The great and good of the global ferry industry, plus a couple of others, are regular attendees at Interferry. This year was the biggest yet with more than 370 delegates plus about 80 “accompanying persons". The programme is tight with two full days of conference deliberations lightened somewhat by breakfasts, lunches, dinners, a “technical tour", a golf day and a sailing regatta.
The conference offers a really good mix of serious and social activities that facilitate knowledge sharing and networking. Deals are done and almost all attendees return home looking forward to the next event.
So, you get to talk, eat and socialise with a wide range of ferry owners, ship builders, naval architects, financiers, lawyers, bureaucrats, classification society people, ship brokers and engine and equipment suppliers from all over the world. That enables the enthusiastic participant to gain an unusually wide perspective of the state of the global ferry market that would be unobtainable elsewhere.
So, what did I learn? First and foremost, the global ferry market is in good and improving shape. I won't say it is booming but it is flourishing and appears likely to improve further. The tourist industry is strong, marine tourism, particularly, is very strong and the commuter ferry market is being encouraged by ever increasing road traffic congestion in the world's major cities.
The last ferry boom took place about twenty years ago. Many of the vessels launched then are up to their second refurbishments and some are being replaced. The previous ferry flurry was about fifteen to twenty years before that, in the early 1980s. While many vessels from that period are still happily and economically operating, many others require substantial upgrading or replacement.
Technical developments, as with cars and aircraft, mean that it is often more economical to replace a ferry than to refurbish it. Newer vessels are usually significantly more fuel and environmentally efficient; safer; more economical; and, more comfortable. Design, construction, engines, propulsion systems, electronics, seating, air-conditioning, berthing arrangements, and passenger handling systems all continue to improve as many of the Interferry presenters advised us.
Operating methods and procedures are changing, too. As Incat Chairman, Robert Clifford, in his comedy duo presentation with his competitor, Austal's Mike Wake, informed us.
Faster turnarounds, such as he showed us at Denmark's Mols Linien, reduce the need for flat-out speed. Mr Clifford has been saying for years that his ferries do not always need to run at 35 knots plus. Often they could be operated very effectively and much more economically at half that speed.

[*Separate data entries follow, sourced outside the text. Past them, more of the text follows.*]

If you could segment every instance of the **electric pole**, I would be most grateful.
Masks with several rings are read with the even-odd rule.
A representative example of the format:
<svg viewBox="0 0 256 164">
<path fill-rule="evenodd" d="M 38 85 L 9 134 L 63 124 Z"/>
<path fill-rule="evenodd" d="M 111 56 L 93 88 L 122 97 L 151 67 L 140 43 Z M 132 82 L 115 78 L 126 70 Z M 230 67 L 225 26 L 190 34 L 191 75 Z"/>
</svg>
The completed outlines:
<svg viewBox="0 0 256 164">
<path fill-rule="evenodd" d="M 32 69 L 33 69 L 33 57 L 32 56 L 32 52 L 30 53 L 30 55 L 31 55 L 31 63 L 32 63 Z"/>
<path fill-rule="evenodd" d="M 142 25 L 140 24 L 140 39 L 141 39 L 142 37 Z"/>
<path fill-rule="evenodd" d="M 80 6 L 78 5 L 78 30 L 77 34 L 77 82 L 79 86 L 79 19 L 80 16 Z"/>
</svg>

The other attributes of catamarans and trimarans, their great stability and safety, remain whatever their operating speeds, both members of the duo agreed.
Mr Clifford's biggest complaint was that so many of his early ferries built around 35 years ago are still going strong. He has been hoping to build their replacements for years but their owners are perfectly happy to keep them operating.
However, demand for both commuter and tourist ferry travel is increasing practically everywhere. In London, for example, Thames Clippers has grown from one primitive 54-passenger boat in 1999 to a fleet of sophisticated 180 passenger ferries less than twenty years later. Bangkok's Chao Phraya Express Boat Company continues to grow its fleet with an increasing proportion being devoted to tourists.
A quick examination of the Passenger Vessel World news section of www.bairdmaritime.com reveals an ever and rapidly growing list of ferry orders and launchings. In almost every case their quality, efficiency, comfort and safety is significantly better than the vessels they replace.
Interferry certainly had a strongly positive atmosphere. I can't remember anyone I spoke to harbouring any negative thoughts about the global ferry industry or market. I have a very strong feeling that we are in for a few very good years.
Plan ahead. The next three Interferry conferences will be held in October 2018 and October 2019 in Cancun, Mexico and London respectively. Hobart, Tasmania will follow in 2020.